Mid Pacific Institute, a sixth- through 12th-grade campus with nearly 1,100 students in Manoa, and Epiphany School, a 200-student campus in Kaimuki, are working on a merger agreement. Epiphany students would be able to enroll directly in Mid Pacific without going through the normal application process.

Edna Hussey, headmaster of Epiphany School, said the partnership would make the transition from elementary to middle school seamless.

"It will be good for both schools, especially for parents and faculty," Hussey said. "Once you've invested time and energy in a successful program you don't want to see it end."

Also, Hussey said the merger will eliminate the upheaval of having to apply to a new school at the seventh grade. "Some families are looking earlier to being in a bigger school," Hussey said. "Each school's mission and philosophy is different. It's not just a matter of moving your child into a classroom. It's a difficult decision for families."

The trend toward K-12 schools has been developing for about 10 years, said Robert Witt, executive director of the Hawai'i Association of Independent Schools.

Some families want the K-12 environment because it means their children have to go through the application process once, Witt said.

"Once their child is admitted to the school, then there they are," he said. "That child can matriculate for 12 or 13 years. This isn't based on any research that K-12 education is better for the child. I think it speaks to busy lives or the difficulty of getting a child into a competitive school, and to not have to do that more than once."

Other private schools are watching the movement carefully, Witt said.

"It's not a trend away from K-6," he said. "That will continue to be a part of our learning environment. The move is toward the middle school. The middle school concept is also growing on the public side."

A number of Hawai'i's public elementary schools have decided to end at fifth grade instead of sixth to balance school crowding or for curriculum reasons. And private schools have been increasing the size of their middle schools, a common entry point for new students.

Cathy Lee Chong, director of communications at Iolani School, said the middle-school concept is changing the way private schools do admissions. Iolani School next year will nearly triple the number of incoming sixth-graders by accepting 50 new students instead of the usual 18.

But the school is not increasing its student population — it will simply adjust the number of seventh-graders accepted the following year to strike a balance, she said.

Punahou School is also expected to expand its sixth-grade admissions and shrink its seventh-grade admissions once its new middle school is complete.

Bob Peters, headmaster at Hanahauoli School, a K-6 campus, said he is not worried that the need for small elementary schools is going away, though.

"We can focus on age level in a different way than a K-12 is going to be able to do," he said. "The environment is a very manageable one with few distractions."

Witt said schools that are expanding their missions are trying to position themselves in the market in as strong a way as possible.

Catholic schools in particular have run more television and advertising spots recently to coincide with the application and admissions season.
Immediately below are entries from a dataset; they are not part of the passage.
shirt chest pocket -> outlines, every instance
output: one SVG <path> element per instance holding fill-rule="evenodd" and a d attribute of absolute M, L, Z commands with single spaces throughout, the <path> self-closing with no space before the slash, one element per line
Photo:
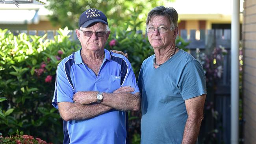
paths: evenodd
<path fill-rule="evenodd" d="M 121 76 L 110 75 L 109 80 L 108 92 L 113 92 L 121 87 Z"/>

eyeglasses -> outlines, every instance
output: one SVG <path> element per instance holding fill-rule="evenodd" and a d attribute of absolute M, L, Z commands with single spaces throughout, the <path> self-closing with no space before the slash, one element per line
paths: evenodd
<path fill-rule="evenodd" d="M 93 33 L 96 33 L 96 35 L 98 37 L 103 37 L 104 35 L 107 33 L 106 31 L 97 31 L 93 32 L 93 31 L 84 31 L 82 30 L 79 30 L 82 31 L 83 33 L 83 35 L 86 37 L 91 37 Z"/>
<path fill-rule="evenodd" d="M 147 27 L 146 28 L 146 30 L 148 33 L 153 33 L 155 31 L 155 30 L 157 29 L 159 33 L 166 33 L 169 30 L 171 31 L 173 31 L 173 28 L 166 28 L 163 26 L 160 26 L 158 28 L 154 28 L 154 27 Z"/>

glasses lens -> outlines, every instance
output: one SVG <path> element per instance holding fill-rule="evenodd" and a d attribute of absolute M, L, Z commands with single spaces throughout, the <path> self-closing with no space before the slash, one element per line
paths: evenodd
<path fill-rule="evenodd" d="M 102 37 L 105 35 L 105 33 L 104 31 L 96 32 L 96 35 L 97 37 Z"/>
<path fill-rule="evenodd" d="M 86 37 L 91 37 L 93 33 L 96 33 L 96 35 L 98 37 L 102 37 L 106 33 L 104 31 L 93 32 L 92 31 L 83 31 L 82 30 L 79 30 L 83 33 L 83 35 Z"/>
<path fill-rule="evenodd" d="M 83 31 L 83 34 L 86 37 L 91 37 L 93 35 L 93 32 L 92 31 Z"/>
<path fill-rule="evenodd" d="M 165 33 L 168 31 L 168 29 L 164 27 L 159 27 L 158 29 L 160 33 Z"/>
<path fill-rule="evenodd" d="M 146 28 L 147 31 L 148 33 L 153 33 L 155 31 L 155 28 L 152 27 L 147 27 Z"/>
Although Himenes said that enrollment has been steady at about 11,300 students in Catholic schools statewide, even schools that typically must turn students away are finding it important to advertise their mission.

"Many of the schools have been better about Web sites and marketing," Himenes said. "They've learned they have to put money aside for marketing or they will be left in the dust."

Meanwhile, new schools are opening: Island Pacific Academy in Kapolei will be that area's first private school, while the long-planned high school at Le Jardin Windward Academy opened this year, filling a gap of private high-school education in Windward O'ahu.

The expansion of the Kamehameha Schools campuses on Maui and the Big Island will be the only projected growth area for private schools in Hawai'i.